Genres: literary fiction, adult fiction
June:
Cemetery Boys by Aiden Thomas
When his traditional Latinx family has problems accepting his true gender, Yadriel becomes determined to prove himself a real brujo. With the help of his cousin and best friend Maritza, he performs the ritual himself, and then sets out to find the ghost of his murdered cousin and set it free. However, the ghost he summons is actually Julian Diaz, the school's resident bad boy, and Julian is not about to go quietly into death.
Genres: young adult, fantasy
August:
She’s Not There: A Life in Two Genders by Jennifer Finney Boylan
When she changed genders, she changed the world.
It was the groundbreaking publication of She’s Not There in 2003 that jump-started the transgender revolution. By turns hilarious and deeply moving, Jennifer Finney Boylanexplores the territory that lies between men and women, examines changing friendships, and rejoices in the redeeming power of love and family. Boylan’s humorous, wise voice helped make She’s Not There the first bestselling work by a transgender American—and transformed Boylan into a national spokeswoman for LGBTQ people, their families, and the people that love them.
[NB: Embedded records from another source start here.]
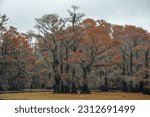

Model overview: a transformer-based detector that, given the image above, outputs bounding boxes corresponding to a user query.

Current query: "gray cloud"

[0,0,150,32]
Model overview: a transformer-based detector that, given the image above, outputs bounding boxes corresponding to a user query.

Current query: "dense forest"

[0,6,150,94]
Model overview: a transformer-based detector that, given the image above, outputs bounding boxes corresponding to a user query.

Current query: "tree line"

[0,6,150,94]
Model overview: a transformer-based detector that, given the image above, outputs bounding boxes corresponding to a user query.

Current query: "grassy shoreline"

[0,91,150,100]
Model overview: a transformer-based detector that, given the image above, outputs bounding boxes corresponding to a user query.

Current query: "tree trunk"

[80,69,91,94]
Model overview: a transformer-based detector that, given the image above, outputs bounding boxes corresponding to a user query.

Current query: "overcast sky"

[0,0,150,32]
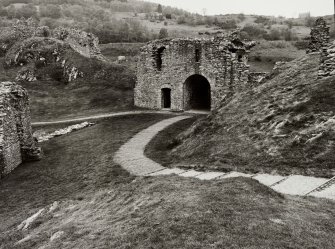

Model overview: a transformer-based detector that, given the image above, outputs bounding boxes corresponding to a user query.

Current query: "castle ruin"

[135,32,255,111]
[0,82,41,178]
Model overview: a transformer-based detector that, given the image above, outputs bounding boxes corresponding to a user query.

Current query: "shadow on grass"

[0,115,172,232]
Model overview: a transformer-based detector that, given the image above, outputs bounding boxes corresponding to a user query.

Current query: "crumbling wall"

[307,18,330,53]
[0,20,105,82]
[135,33,254,111]
[249,72,269,87]
[318,42,335,78]
[0,82,41,177]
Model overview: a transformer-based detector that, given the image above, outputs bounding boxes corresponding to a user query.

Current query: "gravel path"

[32,111,185,126]
[114,116,335,200]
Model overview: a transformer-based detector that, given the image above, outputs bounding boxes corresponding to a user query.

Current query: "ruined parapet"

[0,82,41,178]
[318,42,335,78]
[135,32,255,111]
[248,72,269,87]
[0,20,105,83]
[307,18,330,53]
[53,27,104,60]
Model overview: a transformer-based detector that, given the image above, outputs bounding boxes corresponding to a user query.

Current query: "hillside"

[0,0,332,43]
[158,54,335,177]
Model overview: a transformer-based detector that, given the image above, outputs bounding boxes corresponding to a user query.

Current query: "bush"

[294,40,309,50]
[241,24,267,39]
[159,28,169,39]
[218,19,237,29]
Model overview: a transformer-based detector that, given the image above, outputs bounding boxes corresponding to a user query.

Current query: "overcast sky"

[145,0,334,17]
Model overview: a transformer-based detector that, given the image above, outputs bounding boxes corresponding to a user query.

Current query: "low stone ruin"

[0,20,104,83]
[318,42,335,78]
[0,82,41,178]
[307,18,330,53]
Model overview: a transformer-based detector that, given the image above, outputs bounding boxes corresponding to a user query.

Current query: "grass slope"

[0,115,335,249]
[0,115,166,241]
[153,55,335,177]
Genres: Memoir, adult nonfiction, biography
September:
Gender Queer: A Memoir by Maia Kobabe
In 2014, Maia Kobabe, who uses e/em/eir pronouns, thought that a comic of reading statistics would be the last autobiographical comic e would ever write. At the time, it was the only thing e felt comfortable with strangers knowing about em. Now, Gender Queer is here. Maia’s intensely cathartic autobiography charts eir journey of self-identity, which includes the mortification and confusion of adolescent crushes, grappling with how to come out to family and society, bonding with friends over erotic gay fanfiction, and facing the trauma and fundamental violation of pap smears.
Started as a way to explain to eir family what it means to be nonbinary and asexual, Gender Queer is more than a personal story: it is a useful and touching guide on gender identity—what it means and how to think about it—for advocates, friends, and humans everywhere.
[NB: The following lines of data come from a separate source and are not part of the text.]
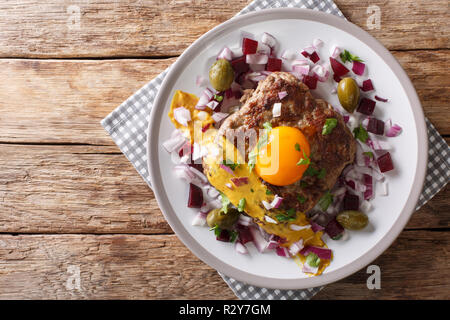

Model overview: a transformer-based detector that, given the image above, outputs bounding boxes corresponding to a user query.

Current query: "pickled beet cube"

[367,118,384,135]
[266,58,282,71]
[231,56,250,74]
[325,218,344,240]
[188,183,203,208]
[309,51,320,63]
[302,75,317,90]
[377,152,394,172]
[242,38,258,54]
[343,193,359,210]
[357,98,375,116]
The American Library Association ranked it as the most challenged book in 2021, 2022, and 2023- a ringing endorsement!
Genres: Graphic novel, memoir, adult nonfiction, comics
October:
Falling Back in Love with Being Human: Letters to Lost Souls by Kai Chang Thom
What happens when we imagine loving the people—and the parts of ourselves—that we do not believe are worthy of love? A transformative collection of intimate and lyrical love letters that offer a path toward compassion, forgiveness, and self-acceptance.
Kai Cheng Thom grew up a Chinese Canadian transgender girl in a hostile world. As an activist, psychotherapist, conflict mediator, and spiritual healer, she’s always pursued the same deeply personal mission: to embrace the revolutionary belief that every human being, no matter how hateful or horrible, is intrinsically sacred.
But then Kai Cheng found herself in a crisis of faith, overwhelmed by the viciousness with which people treated one another, and barely clinging to the values and ideals she’d built her life around: justice, hope, love, and healing. Rather than succumb to despair and cynicism, she gathered all her rage and grief and took one last leap of faith: she wrote. Whether prayers or spells or poems—and whether there’s a difference—she wrote to affirm the outcasts and runaways she calls her kin. She wrote to flawed but nonetheless lovable men, to people with good intentions who harm their own, to racists and transphobes seemingly beyond saving. What emerged was a blueprint for falling back in love with being human.
Genres: Essays, nonfiction, memoir, poetry
November:
Birthday by Meredith Russo
Two best friends. A shared birthday. Six years...
Two kids, Morgan and Eric, are bonded for life after being born on the same day at the same time. We meet them once a year on their shared birthday as they grow and change: as Eric figures out who he is and how he fits into the world, and as Morgan makes the difficult choice to live as her true self. Over the years, they will drift apart, come together, fight, make up, and break up—and ultimately, realize how inextricably they are a part of each other.